- Sire: Forty Niner
- Grandsire: Mr. Prospector
- Dam: Beware Of The Cat
- Damsire: Caveat
- Sex: Stallion
- Foaled: 1993
- Country: United States
- Colour: Chestnut
- Breeder: Fawn Leap Farm
- Owner: Overbrook Farm
- Trainer: D. Wayne Lukas
- Record: 31: 6-4-3
- Earnings: $1,601,394

Major wins
- Kentucky Cup Juvenile Stakes (1995) Super Derby (1996) Holy Bull Stakes (1996) Triple Crown race wins: Belmont Stakes (1996)

= Editor's Note =

American-bred Thoroughbred racehorse

Editor's Note (April 26, 1993 - December 12, 2022) was an American thoroughbred racehorse. He was sired by 1992 U.S. Champion 2 YO Colt Forty Niner, who in turn was a son of Champion sire Mr. Prospector and out of the mare Beware Of The Cat.

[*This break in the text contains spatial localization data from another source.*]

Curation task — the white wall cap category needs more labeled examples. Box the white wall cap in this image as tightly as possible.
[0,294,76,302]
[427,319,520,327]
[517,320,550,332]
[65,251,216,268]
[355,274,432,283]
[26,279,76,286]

Trained by D. Wayne Lukas and ridden by René Douglas, who was given the assignment after Gary Stevens was injured, Editor's Note is best known for his classic stretch duel with Skip Away in the 1996 Belmont Stakes, beating Preakness Stakes winner Louis Quatorze, who was unplaced. This was the same race in which the Santa Anita Derby winner, Cavonnier, bowed a tendon and was unable to finish.

With the death of A.P. Indy on February 21, 2020, Editor's Note became the oldest living winner of the Belmont Stakes. Upon the death of Grindstone on March 22, 2022, Editor's Note became the oldest living winner of any of the Triple Crown races of thoroughbred racing.

==Retirement==
Editor's Note was originally retired in 1997 to Overbrook Farm in Lexington, Kentucky, but was exported in 2004 to Argentina.